Weighted Means - a Bayesian View
Every student in quantitative sciences – I will argue – sooner or later comes across the weighted mean, a tool to incorporate measurements with different uncertainties into a overall measurement of better uncertainty than any single measurement. This is commonly defined for measurements $x_i$ with uncertainties $\sigma_i$ as the following:
$$\overline x = \frac{\sum_i x_i/\sigma_i^2}{\sum_i 1/\sigma_i^2}$$ $$\overline\sigma^2 = \sum_i \frac{1}{\sigma_i^2}$$
It is straight-forward to interpret this as a weighted sum of measurements, with “better” (low-uncertainty/high-precision) measurements receiving a higher weight than less precise ones.
I saw today an interpretation of this in a Bayesian framework; however, not explained in any detail. I am a fan of Bayesian approaches, and wanted to see if this is something tractable. It turns out that it is; even though from a cursory internet search, I didn’t find any direct material on this.
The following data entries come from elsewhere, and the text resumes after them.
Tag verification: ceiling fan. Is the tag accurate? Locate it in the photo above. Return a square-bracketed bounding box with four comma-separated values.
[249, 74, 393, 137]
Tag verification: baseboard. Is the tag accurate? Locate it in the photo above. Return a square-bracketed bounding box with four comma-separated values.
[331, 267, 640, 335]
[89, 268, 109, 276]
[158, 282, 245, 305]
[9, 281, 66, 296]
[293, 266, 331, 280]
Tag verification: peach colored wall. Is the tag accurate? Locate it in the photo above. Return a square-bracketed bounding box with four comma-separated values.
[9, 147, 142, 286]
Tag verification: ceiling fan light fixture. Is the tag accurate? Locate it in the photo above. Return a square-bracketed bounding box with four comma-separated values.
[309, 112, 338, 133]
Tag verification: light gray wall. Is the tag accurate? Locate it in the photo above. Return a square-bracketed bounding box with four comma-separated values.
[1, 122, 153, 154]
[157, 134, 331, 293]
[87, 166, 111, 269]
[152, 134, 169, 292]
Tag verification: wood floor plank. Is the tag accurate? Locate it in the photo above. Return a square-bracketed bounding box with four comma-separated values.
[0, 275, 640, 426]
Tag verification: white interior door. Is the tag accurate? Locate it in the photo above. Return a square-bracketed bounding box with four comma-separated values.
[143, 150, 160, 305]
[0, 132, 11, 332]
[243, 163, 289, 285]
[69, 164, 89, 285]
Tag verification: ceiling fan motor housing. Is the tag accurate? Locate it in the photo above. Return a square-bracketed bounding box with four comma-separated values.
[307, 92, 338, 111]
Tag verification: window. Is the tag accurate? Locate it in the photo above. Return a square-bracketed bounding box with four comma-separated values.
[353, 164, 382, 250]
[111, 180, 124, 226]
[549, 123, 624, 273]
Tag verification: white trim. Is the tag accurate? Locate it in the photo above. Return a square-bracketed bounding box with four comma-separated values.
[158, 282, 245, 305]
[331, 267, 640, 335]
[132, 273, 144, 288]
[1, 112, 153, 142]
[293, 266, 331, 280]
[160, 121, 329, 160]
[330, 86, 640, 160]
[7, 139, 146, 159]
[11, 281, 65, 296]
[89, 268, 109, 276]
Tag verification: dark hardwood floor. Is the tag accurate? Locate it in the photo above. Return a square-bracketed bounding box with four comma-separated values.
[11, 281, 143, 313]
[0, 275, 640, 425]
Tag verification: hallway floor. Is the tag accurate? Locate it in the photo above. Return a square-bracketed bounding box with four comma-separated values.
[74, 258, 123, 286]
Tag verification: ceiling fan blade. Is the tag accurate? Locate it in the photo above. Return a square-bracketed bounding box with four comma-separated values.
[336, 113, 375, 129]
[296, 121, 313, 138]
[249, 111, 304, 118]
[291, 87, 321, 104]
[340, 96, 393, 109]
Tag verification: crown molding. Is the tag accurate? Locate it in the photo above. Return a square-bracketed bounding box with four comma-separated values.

Therefore, I will approach this problem here in a two-pronged way: first, by (amateurish) derivation from straight math; and second, by using a Monte Carlo approach in a Bayesian Inference framework (Turing.ml in Julia).
Derivation
Using the above definition, we start from $N$ measurements $x_i = x_1, …, x_N$ with associated uncertainties $\sigma_i$. As lazy aspiring physicist, it is reasonable to assume a Gaussian distribution of the true value, i.e. $x_i \sim \mathcal{N}(x_i, \sigma_i)$. The goal is calculating the aggregate measurement $\overline x$ and its uncertainty $\overline \sigma$. Further, we assume that the aggregate measurement is also identical to the true value (this is a dangerous and probably wrong assumption – but it gets us to the right result. Sue me). Further, we use the symmetry of the Gaussian distribution, which we call $$pdf(x; \mu, \sigma) := \frac{1}{\sqrt{2\pi\sigma^2}} \exp\left(-\frac{(x-\mu)^2}{2\sigma^2}\right).$$
For each measurement, we assume now that
$$x_i \sim \mathcal{N}(\overline x, \sigma_i),$$
i.e., it falls within a $\sigma$-distribution around the true value (symmetry of the distribution!). Now the goal is finding $pdf(x; \overline T, \overline \sigma)$, i.e. the true value’s distribution. Note that we’re entering the Bayesian world by asking for a distribution instead of a point measurement; however, as the point measurement parameterizes a Gaussian distribution, this is somewhat analogous in the end.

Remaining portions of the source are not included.